O fenômeno da autopromoção digital alimenta uma cultura de narcisismo coletivo. Likes e seguidores substituem reconhecimento real, e a vida passa a ser medida por métricas artificiais. O resultado é uma sociedade do ego, em que cada indivíduo se vê obrigado a performar uma versão idealizada de si mesmo, sufocando autenticidade e fragilizando relações humanas.

A ostentação é o combustível desse sistema. Viagens, carros, roupas e corpos são exibidos como troféus, reforçando desigualdades e criando ilusões de sucesso. A lógica é cruel: quem não ostenta, desaparece; quem não exagera, é invisível. Essa dinâmica gera frustração, ansiedade e um ciclo interminável de comparação.

Do ponto de vista crítico, as redes sociais não apenas refletem, mas amplificam a cultura consumista e individualista.
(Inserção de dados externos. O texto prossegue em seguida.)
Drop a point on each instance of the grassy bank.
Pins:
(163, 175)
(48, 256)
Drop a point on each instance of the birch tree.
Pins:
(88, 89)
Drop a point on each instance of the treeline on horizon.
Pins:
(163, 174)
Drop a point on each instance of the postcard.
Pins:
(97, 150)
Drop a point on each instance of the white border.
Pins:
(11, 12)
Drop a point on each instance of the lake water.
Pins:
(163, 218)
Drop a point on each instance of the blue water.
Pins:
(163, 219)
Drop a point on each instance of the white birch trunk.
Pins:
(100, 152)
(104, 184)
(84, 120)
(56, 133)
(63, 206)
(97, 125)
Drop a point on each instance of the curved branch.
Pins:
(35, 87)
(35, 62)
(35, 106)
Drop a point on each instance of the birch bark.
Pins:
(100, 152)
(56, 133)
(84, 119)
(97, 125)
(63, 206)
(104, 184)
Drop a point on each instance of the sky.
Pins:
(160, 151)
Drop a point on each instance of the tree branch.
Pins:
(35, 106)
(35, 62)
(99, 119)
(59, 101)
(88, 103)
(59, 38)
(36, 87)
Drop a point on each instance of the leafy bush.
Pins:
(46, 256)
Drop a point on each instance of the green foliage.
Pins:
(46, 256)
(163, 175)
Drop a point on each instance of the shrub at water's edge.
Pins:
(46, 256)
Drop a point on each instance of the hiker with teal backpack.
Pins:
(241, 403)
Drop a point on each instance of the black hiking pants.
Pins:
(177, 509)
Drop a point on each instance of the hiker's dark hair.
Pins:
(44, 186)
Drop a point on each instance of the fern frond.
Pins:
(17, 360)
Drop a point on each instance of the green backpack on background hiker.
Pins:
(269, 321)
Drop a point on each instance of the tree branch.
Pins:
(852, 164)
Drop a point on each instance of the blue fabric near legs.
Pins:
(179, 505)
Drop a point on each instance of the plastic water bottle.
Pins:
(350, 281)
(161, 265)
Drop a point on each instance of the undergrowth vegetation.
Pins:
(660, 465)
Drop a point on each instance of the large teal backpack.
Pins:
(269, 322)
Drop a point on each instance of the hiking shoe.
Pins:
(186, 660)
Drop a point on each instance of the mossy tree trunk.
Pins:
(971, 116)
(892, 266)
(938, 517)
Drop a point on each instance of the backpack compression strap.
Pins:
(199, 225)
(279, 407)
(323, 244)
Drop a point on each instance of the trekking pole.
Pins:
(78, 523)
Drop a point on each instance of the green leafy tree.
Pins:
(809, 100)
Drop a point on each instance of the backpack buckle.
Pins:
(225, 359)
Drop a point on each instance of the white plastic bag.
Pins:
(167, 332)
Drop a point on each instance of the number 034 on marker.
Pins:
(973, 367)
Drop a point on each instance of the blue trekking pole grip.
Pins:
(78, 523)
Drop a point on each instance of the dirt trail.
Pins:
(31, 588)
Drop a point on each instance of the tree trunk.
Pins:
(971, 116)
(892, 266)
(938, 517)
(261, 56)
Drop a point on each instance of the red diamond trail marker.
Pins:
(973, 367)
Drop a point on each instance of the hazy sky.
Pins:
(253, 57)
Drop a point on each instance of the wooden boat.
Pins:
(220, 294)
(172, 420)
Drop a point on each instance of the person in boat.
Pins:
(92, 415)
O “eu” digital é construído para impressionar, não para dialogar. O espaço público se dissolve em selfies, e o debate se perde em filtros.

A sociedade do ego é, portanto, uma construção coletiva que ameaça a saúde mental e a convivência social. Ao transformar indivíduos em marcas e vidas em vitrines, as redes sociais corroem a noção de comunidade e reforçam a lógica da futilidade.

Se não houver consciência crítica, continuaremos prisioneiros de um espetáculo vazio, em que o “eu” é rei e a empatia é súdita esquecida.

Marco Aurélio Zaparolli, jornalista, CEO do Grupo Portal de Noticias, obseervador do mundo e ativista de direitos humanos.